Observou seu filho Muxima e alguns amigos que substituíam na embarcação algumas madeiras desgastas pelo salitre e pelo sol escaldante. Depois pintavam-na de vermelho na proa. Todo o resto era de um amarelo luminoso, seguindo as orientações antigas do avô Leão Trungungueiro, fazia naquele dia 3 anos desde que partira para o além, num ritual que se repetia todos os anos pelo mês de Novembro. A velha canoa rejuvenescera. Brilhava. Repintaram de preto, uma tinta marítima mais densa a já lendária matrícula: 003- LD- 1945.

Porquê tanto amarelo, pai? Indagou Muxima. O velho Ngabaxi respondeu logo, sem vacilar: “Se naufragarmos, mais depressa se avistará a nossa canoa sobre o azul profundo do oceano. E não seremos confundidos por peixes siameses. Ou seja: o amarelo é o melhor contraste do azul”.
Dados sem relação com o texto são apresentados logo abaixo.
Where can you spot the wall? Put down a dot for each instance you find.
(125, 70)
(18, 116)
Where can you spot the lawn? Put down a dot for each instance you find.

Muxima sorriu. Em seguida pôs-se a pensar nas palavras avisadas do seu progenitor. “O meu velho é um sábio”.- Comentou baixinho para os seus botões.

Glossário
Dikota, ou kota – Mais velho, ancião.
Kiesse – da língua Kimbundu falada em Angola, significa Alegria.
BAÇULA- Luta tradicional da ilha de Luanda que faz lembrar o judo.
Kafrique – Golpe sobre o pescoço e as mãos que neutraliza o adversário.